Ce lundi 27 avril, une mobilisation significative a eu lieu à la maison d'arrêt de Périgueux, où des agents pénitentiaires ont protesté contre des conditions de travail jugées indignes. Ils se sont joints à un appel national à l'action, initié par le syndicat Ufap-Unsa Justice, visant à dénoncer la surpopulation croissante dans les établissements pénitentiaires.
Actuellement, la prison de Périgueux affiche un taux d’occupation alarmant de 177%, avec 176 détenus pour une capacité de 99 places. "Nous faisons face à des conditions de plus en plus difficiles, comme le partage de cellules conçues pour deux personnes entre quatre détenus", affirme Ludovic Levet, représentant du syndicat SPS-CEA. Les agents témoignent d'une présence accrue d'insectes nuisibles et d'agressions fréquentes, y compris des crachats à l'ouverture des cellules.

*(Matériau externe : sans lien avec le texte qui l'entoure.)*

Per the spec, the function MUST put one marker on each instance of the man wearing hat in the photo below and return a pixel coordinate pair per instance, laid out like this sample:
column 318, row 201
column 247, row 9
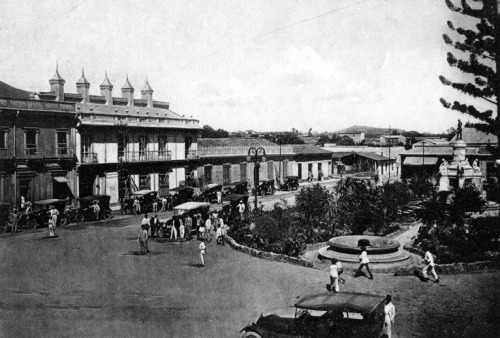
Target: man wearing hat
column 390, row 313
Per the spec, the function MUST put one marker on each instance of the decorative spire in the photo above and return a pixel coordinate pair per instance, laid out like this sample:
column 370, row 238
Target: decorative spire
column 106, row 83
column 56, row 76
column 83, row 80
column 127, row 84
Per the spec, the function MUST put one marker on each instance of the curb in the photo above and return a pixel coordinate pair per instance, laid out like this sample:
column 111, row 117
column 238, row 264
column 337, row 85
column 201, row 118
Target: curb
column 267, row 255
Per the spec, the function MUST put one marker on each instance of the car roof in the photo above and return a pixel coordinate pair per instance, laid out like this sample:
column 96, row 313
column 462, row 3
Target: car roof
column 363, row 303
column 143, row 192
column 191, row 205
column 50, row 201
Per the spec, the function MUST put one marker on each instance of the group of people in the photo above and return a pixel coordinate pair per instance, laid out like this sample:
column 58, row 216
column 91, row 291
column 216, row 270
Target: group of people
column 389, row 309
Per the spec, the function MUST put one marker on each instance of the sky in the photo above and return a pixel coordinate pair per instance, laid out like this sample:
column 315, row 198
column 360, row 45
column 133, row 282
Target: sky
column 267, row 65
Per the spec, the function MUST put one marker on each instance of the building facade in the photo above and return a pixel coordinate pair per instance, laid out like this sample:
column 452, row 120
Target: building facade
column 37, row 150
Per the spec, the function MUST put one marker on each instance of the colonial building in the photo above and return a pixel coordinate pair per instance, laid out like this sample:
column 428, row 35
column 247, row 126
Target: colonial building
column 225, row 160
column 37, row 150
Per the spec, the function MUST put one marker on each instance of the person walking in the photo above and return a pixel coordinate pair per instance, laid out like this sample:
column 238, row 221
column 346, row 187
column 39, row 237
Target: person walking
column 203, row 251
column 173, row 229
column 154, row 224
column 143, row 240
column 364, row 261
column 188, row 224
column 390, row 313
column 13, row 219
column 335, row 271
column 429, row 265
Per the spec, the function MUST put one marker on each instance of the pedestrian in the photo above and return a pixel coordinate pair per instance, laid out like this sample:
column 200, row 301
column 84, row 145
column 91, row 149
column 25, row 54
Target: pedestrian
column 154, row 224
column 241, row 210
column 14, row 217
column 182, row 228
column 335, row 271
column 203, row 251
column 363, row 258
column 163, row 204
column 143, row 240
column 53, row 212
column 173, row 229
column 155, row 205
column 390, row 313
column 188, row 224
column 429, row 265
column 52, row 227
column 208, row 229
column 96, row 209
column 137, row 206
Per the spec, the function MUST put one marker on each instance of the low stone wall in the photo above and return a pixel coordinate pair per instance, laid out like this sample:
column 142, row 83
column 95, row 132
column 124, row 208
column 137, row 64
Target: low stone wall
column 447, row 269
column 267, row 255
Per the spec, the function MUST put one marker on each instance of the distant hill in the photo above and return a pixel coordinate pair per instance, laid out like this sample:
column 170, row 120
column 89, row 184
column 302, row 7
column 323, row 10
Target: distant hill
column 11, row 92
column 369, row 130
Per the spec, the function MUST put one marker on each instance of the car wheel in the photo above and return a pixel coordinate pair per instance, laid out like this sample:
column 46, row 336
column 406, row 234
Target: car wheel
column 63, row 221
column 251, row 334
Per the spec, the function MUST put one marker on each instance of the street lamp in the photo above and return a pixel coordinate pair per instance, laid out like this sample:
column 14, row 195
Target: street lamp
column 253, row 155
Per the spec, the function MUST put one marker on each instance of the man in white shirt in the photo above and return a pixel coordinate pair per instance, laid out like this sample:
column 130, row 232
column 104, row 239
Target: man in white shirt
column 429, row 265
column 335, row 270
column 390, row 313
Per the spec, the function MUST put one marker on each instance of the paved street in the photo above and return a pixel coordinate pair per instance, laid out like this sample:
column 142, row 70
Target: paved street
column 91, row 282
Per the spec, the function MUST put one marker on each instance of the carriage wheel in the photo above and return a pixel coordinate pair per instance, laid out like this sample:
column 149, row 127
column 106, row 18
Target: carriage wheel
column 107, row 214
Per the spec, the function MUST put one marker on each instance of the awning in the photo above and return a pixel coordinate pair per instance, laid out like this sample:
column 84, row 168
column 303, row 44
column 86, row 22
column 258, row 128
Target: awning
column 420, row 161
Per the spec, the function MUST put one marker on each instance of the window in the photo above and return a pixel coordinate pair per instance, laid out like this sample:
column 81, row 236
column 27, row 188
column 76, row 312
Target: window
column 62, row 142
column 143, row 144
column 3, row 139
column 226, row 173
column 144, row 182
column 31, row 138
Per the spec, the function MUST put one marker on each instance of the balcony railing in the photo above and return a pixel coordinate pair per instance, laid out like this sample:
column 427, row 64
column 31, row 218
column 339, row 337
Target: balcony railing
column 149, row 155
column 191, row 154
column 89, row 158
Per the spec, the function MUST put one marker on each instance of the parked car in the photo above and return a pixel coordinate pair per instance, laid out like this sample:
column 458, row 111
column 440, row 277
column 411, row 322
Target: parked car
column 290, row 183
column 265, row 187
column 83, row 210
column 145, row 197
column 230, row 208
column 39, row 217
column 237, row 188
column 345, row 314
column 210, row 193
column 189, row 208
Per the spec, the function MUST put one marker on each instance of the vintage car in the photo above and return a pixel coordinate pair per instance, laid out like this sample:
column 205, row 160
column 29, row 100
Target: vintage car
column 190, row 208
column 290, row 183
column 145, row 197
column 230, row 208
column 266, row 187
column 237, row 188
column 39, row 217
column 345, row 314
column 83, row 210
column 210, row 193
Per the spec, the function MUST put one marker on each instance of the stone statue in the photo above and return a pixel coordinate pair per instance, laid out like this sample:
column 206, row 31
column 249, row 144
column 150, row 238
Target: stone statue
column 475, row 167
column 459, row 130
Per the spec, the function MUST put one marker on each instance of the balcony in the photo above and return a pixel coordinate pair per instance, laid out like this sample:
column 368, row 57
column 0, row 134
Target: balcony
column 145, row 156
column 191, row 154
column 89, row 158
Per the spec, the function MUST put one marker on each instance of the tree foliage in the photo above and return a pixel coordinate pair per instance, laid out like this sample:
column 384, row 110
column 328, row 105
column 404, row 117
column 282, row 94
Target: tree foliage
column 478, row 57
column 209, row 132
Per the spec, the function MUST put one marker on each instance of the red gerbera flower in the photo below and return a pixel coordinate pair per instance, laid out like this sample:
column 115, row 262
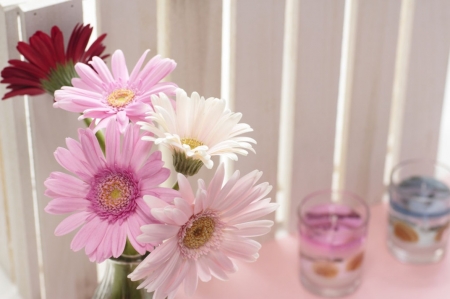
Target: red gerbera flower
column 48, row 67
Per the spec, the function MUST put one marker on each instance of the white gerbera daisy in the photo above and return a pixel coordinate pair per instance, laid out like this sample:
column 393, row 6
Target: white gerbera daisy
column 196, row 130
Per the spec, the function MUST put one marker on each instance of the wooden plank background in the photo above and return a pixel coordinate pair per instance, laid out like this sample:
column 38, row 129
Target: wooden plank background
column 370, row 94
column 320, row 25
column 257, row 82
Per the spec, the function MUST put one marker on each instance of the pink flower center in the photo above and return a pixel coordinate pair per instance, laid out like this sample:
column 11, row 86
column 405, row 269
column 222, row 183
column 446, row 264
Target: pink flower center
column 113, row 194
column 201, row 234
column 120, row 98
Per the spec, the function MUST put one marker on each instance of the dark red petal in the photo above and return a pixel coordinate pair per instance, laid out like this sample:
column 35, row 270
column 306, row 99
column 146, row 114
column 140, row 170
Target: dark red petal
column 40, row 47
column 73, row 42
column 96, row 49
column 58, row 44
column 83, row 39
column 31, row 55
column 30, row 68
column 48, row 43
column 23, row 91
column 11, row 71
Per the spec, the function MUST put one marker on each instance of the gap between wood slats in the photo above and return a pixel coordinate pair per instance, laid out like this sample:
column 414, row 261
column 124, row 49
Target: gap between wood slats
column 399, row 88
column 287, row 114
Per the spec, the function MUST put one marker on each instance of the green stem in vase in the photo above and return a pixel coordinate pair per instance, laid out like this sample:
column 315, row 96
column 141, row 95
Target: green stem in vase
column 99, row 135
column 129, row 249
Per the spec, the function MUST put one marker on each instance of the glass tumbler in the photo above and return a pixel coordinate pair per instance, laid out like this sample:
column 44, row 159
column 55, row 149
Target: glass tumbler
column 419, row 212
column 332, row 229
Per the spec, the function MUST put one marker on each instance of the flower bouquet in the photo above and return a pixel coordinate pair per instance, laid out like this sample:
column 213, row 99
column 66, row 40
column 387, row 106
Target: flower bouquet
column 156, row 238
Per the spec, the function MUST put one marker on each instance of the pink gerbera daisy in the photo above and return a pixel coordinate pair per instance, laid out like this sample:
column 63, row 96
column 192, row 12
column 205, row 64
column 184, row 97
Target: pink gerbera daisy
column 104, row 96
column 202, row 235
column 106, row 194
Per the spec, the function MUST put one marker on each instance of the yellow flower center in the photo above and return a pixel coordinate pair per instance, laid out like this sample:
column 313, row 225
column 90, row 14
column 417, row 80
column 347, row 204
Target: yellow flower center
column 199, row 233
column 120, row 98
column 193, row 143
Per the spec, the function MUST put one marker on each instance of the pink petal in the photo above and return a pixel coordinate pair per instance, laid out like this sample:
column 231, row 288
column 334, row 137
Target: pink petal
column 154, row 202
column 119, row 239
column 219, row 199
column 166, row 271
column 254, row 228
column 96, row 238
column 122, row 120
column 158, row 257
column 215, row 185
column 70, row 162
column 159, row 232
column 67, row 186
column 269, row 208
column 112, row 143
column 185, row 189
column 191, row 281
column 183, row 206
column 203, row 270
column 178, row 278
column 102, row 70
column 92, row 150
column 222, row 261
column 176, row 215
column 216, row 271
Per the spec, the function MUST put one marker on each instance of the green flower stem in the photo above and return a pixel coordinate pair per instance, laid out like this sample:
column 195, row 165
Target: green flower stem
column 99, row 135
column 129, row 249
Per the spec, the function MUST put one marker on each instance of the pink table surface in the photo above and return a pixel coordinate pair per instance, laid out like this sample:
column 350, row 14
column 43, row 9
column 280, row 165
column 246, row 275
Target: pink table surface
column 274, row 275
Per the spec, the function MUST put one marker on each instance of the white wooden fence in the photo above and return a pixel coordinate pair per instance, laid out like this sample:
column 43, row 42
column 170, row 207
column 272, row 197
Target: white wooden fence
column 336, row 90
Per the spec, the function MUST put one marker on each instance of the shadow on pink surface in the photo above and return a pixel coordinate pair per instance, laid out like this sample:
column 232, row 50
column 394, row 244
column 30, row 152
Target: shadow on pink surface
column 275, row 273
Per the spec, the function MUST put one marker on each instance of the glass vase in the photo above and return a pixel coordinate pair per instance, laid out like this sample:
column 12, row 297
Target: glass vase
column 115, row 283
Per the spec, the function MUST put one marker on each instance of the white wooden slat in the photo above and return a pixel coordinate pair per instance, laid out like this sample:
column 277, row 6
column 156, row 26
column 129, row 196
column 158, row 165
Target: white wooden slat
column 369, row 95
column 5, row 231
column 257, row 82
column 130, row 27
column 193, row 36
column 67, row 274
column 15, row 175
column 320, row 25
column 425, row 85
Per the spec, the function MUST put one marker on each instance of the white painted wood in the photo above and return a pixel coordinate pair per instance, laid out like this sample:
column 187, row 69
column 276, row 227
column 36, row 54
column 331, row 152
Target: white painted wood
column 129, row 26
column 17, row 217
column 67, row 274
column 320, row 24
column 369, row 95
column 425, row 83
column 257, row 82
column 193, row 39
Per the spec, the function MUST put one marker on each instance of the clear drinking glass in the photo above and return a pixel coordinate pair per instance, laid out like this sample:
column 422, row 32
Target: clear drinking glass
column 419, row 211
column 333, row 228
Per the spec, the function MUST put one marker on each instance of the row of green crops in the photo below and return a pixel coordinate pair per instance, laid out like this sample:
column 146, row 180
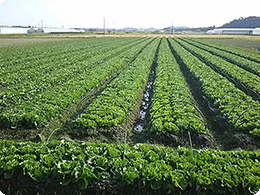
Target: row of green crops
column 18, row 60
column 41, row 108
column 252, row 55
column 153, row 168
column 240, row 110
column 171, row 108
column 249, row 65
column 23, row 85
column 241, row 76
column 118, row 99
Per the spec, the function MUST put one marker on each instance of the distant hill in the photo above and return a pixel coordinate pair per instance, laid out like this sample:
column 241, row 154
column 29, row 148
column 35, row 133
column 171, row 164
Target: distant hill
column 249, row 22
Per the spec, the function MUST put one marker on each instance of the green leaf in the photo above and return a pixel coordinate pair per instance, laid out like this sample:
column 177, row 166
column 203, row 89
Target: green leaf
column 156, row 185
column 82, row 184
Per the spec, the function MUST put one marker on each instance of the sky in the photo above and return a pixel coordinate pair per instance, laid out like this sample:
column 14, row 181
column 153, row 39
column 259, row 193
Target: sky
column 125, row 13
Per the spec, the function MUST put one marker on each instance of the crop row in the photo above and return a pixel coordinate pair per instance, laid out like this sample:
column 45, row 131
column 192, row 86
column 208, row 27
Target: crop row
column 53, row 72
column 153, row 169
column 117, row 100
column 242, row 62
column 171, row 107
column 240, row 110
column 241, row 76
column 252, row 55
column 24, row 56
column 39, row 110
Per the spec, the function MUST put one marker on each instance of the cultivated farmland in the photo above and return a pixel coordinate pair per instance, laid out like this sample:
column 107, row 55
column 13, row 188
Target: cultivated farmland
column 139, row 91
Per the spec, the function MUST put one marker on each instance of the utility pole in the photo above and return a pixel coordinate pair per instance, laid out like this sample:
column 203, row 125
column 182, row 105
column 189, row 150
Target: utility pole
column 104, row 25
column 172, row 26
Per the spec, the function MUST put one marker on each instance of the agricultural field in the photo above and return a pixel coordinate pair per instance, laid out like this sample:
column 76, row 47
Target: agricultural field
column 142, row 114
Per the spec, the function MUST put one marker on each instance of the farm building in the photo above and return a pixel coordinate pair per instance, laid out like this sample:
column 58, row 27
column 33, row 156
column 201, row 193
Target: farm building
column 34, row 30
column 235, row 31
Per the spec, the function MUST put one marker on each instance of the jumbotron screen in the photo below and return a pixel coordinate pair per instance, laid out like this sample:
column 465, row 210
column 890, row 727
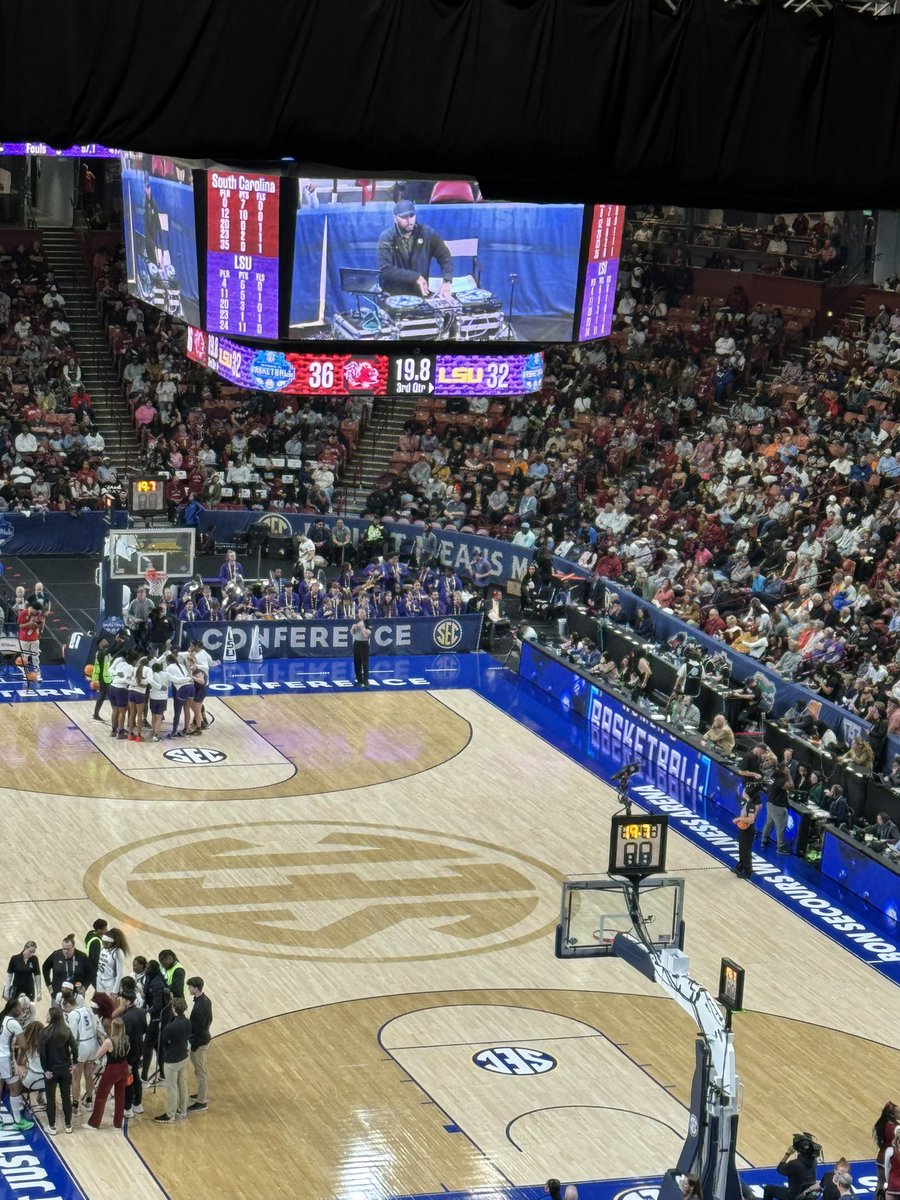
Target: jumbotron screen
column 430, row 261
column 160, row 234
column 243, row 253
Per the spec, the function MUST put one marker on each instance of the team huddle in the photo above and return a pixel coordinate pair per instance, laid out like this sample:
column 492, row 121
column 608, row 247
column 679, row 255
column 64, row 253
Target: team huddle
column 138, row 688
column 90, row 1048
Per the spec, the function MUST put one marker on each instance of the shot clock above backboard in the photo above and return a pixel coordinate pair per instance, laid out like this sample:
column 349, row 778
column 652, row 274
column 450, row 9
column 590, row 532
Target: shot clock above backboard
column 637, row 845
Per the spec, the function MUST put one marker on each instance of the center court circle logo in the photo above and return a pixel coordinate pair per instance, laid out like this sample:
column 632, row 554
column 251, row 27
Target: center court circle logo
column 514, row 1061
column 317, row 889
column 195, row 756
column 448, row 634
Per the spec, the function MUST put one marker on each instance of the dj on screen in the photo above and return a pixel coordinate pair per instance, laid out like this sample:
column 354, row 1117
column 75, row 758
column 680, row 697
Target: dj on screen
column 406, row 251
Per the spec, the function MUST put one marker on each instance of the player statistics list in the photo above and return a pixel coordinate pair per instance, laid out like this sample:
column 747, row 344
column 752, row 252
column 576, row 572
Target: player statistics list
column 243, row 253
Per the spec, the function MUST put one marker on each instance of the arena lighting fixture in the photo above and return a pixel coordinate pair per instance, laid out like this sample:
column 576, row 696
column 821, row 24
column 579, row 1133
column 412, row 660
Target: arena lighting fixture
column 820, row 7
column 875, row 7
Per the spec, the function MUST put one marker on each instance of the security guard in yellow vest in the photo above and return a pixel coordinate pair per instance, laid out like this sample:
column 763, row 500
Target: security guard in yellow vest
column 174, row 973
column 93, row 946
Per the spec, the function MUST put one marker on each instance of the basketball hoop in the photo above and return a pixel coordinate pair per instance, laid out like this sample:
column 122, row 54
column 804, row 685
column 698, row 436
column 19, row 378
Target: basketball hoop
column 155, row 582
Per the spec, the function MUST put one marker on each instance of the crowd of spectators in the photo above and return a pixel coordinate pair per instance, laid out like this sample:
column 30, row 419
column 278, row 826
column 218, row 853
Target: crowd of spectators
column 801, row 246
column 708, row 461
column 216, row 441
column 703, row 456
column 52, row 455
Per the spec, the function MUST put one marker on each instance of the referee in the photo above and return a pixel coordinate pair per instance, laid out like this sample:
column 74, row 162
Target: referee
column 361, row 634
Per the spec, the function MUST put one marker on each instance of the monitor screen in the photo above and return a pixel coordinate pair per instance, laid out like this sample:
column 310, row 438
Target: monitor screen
column 243, row 253
column 598, row 299
column 430, row 261
column 160, row 234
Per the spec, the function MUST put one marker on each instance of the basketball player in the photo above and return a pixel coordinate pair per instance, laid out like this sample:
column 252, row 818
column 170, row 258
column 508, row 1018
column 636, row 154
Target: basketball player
column 183, row 688
column 121, row 677
column 137, row 699
column 10, row 1029
column 160, row 685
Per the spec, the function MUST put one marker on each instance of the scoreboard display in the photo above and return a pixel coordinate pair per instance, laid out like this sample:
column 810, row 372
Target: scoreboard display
column 376, row 375
column 243, row 253
column 637, row 845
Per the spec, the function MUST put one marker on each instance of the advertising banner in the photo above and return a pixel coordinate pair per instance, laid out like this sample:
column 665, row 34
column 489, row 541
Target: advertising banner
column 330, row 639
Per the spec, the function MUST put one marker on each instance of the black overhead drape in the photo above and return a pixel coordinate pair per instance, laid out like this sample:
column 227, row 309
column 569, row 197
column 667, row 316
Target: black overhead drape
column 593, row 100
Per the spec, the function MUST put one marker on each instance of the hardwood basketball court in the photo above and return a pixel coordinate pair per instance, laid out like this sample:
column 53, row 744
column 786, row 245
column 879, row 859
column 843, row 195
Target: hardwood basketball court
column 370, row 885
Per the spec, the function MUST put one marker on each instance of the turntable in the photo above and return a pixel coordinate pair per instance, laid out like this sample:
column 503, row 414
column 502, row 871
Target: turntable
column 412, row 317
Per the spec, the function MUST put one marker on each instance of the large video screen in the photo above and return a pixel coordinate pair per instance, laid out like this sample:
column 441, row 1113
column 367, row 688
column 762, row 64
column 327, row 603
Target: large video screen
column 243, row 253
column 160, row 234
column 431, row 261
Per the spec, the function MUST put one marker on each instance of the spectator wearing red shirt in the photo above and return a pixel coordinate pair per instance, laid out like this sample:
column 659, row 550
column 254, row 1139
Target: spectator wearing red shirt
column 30, row 623
column 714, row 624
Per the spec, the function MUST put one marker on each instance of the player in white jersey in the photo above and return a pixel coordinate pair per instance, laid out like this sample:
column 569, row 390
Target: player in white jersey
column 121, row 677
column 87, row 1031
column 204, row 660
column 160, row 685
column 11, row 1029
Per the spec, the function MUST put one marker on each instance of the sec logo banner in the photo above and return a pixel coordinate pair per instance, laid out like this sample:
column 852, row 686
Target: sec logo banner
column 448, row 634
column 195, row 756
column 514, row 1061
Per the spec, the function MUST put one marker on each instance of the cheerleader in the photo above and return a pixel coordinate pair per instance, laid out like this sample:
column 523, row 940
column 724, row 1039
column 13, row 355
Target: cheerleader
column 137, row 700
column 121, row 677
column 183, row 689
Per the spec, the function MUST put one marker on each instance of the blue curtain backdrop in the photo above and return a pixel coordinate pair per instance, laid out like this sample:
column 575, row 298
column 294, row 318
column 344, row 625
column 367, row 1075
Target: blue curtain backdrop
column 177, row 202
column 539, row 244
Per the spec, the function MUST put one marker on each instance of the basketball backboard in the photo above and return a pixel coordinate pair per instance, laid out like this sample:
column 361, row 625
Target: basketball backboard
column 597, row 909
column 133, row 552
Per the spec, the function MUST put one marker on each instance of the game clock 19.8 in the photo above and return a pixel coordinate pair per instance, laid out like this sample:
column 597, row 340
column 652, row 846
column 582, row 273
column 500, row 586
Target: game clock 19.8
column 637, row 845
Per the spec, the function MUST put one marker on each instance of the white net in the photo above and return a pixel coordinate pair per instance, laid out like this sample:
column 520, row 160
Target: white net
column 155, row 583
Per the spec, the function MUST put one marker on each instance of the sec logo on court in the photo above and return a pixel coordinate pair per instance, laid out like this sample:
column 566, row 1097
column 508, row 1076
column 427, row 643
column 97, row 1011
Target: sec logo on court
column 448, row 634
column 195, row 756
column 514, row 1061
column 325, row 889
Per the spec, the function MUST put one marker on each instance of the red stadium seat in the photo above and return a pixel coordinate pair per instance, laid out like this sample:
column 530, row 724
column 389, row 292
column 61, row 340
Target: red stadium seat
column 453, row 191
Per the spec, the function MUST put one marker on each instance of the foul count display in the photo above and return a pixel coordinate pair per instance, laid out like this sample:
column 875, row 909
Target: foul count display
column 243, row 253
column 637, row 845
column 375, row 375
column 148, row 495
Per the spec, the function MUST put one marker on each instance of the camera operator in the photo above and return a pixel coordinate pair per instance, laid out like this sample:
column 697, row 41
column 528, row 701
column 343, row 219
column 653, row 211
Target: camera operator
column 798, row 1167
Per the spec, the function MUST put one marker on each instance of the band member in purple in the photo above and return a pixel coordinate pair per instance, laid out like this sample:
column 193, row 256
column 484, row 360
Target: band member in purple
column 448, row 583
column 231, row 570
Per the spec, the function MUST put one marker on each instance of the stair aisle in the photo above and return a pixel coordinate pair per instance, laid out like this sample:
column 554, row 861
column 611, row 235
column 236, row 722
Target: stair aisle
column 65, row 257
column 375, row 450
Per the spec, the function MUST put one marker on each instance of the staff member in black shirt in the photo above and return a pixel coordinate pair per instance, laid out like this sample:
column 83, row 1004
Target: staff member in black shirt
column 59, row 1055
column 174, row 1041
column 799, row 1171
column 135, row 1020
column 405, row 253
column 66, row 965
column 777, row 809
column 23, row 975
column 201, row 1024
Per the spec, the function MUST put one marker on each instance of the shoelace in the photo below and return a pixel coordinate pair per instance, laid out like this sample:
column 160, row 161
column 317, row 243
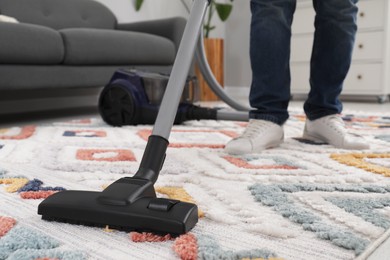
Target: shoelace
column 337, row 124
column 254, row 128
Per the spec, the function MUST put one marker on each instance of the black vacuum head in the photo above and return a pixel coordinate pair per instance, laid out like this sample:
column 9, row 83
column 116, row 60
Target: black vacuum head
column 128, row 204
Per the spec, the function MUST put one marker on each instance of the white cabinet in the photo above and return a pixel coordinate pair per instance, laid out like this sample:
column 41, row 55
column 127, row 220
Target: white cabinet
column 370, row 69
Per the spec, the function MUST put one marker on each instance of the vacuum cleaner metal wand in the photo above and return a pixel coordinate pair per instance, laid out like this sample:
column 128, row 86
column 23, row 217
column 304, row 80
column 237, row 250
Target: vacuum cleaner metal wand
column 130, row 203
column 176, row 83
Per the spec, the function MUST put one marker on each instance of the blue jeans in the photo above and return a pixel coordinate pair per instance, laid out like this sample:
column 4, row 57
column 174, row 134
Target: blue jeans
column 270, row 38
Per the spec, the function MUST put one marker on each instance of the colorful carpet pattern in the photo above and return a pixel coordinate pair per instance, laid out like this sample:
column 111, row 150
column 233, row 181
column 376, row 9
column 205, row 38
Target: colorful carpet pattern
column 301, row 200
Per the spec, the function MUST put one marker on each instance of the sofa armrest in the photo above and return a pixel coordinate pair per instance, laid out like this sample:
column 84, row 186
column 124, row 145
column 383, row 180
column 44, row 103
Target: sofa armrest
column 171, row 28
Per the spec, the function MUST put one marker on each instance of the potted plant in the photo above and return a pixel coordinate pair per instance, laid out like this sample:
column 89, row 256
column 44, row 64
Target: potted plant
column 214, row 47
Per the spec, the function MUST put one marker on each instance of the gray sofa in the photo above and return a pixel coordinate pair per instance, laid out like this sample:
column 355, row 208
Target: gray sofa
column 61, row 46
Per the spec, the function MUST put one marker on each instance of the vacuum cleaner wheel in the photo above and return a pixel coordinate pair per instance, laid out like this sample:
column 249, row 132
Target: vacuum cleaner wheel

Pour exprimer leur mécontentement, une quinzaine d'agents sur 39 ont installé des pneus et des palettes pour bloquer l'entrée de l'établissement dès 6h30. Seule la relève des agents de nuit a été effectuée ce matin, les personnels de l'éducation et les formateurs étant restés à l'extérieur pour soutenir l'action. En solidarité, le directeur de la prison est intervenu rapidement pour discuter avec les manifestants.
Ce problème de surpopulation carcérale affecte tant les détenus que les agents, entraînant des tensions et une ambiance de peur. "Il y a plusieurs années, nous avons tiré la sonnette d'alarme, mais la situation ne fait qu'empirer. Nous manifestons pacifiquement, mais nous voulons être entendus", déclare un agent. Les agents ont finalement levé leur blocus à 11h30, permettant la reprise des parloirs à partir de 13h30.
Cette situation met en lumière un problème persistent au sein des établissements pénitentiaires français. Les experts s'interrogent sur l'impact de la surpopulation non seulement sur le personnel, mais aussi sur le processus de réhabilitation des détenus. Comme l'indique une étude récente du ministère de la Justice, la surpopulation pourrait avoir des conséquences à long terme sur la sécurité dans les prisons et au-delà.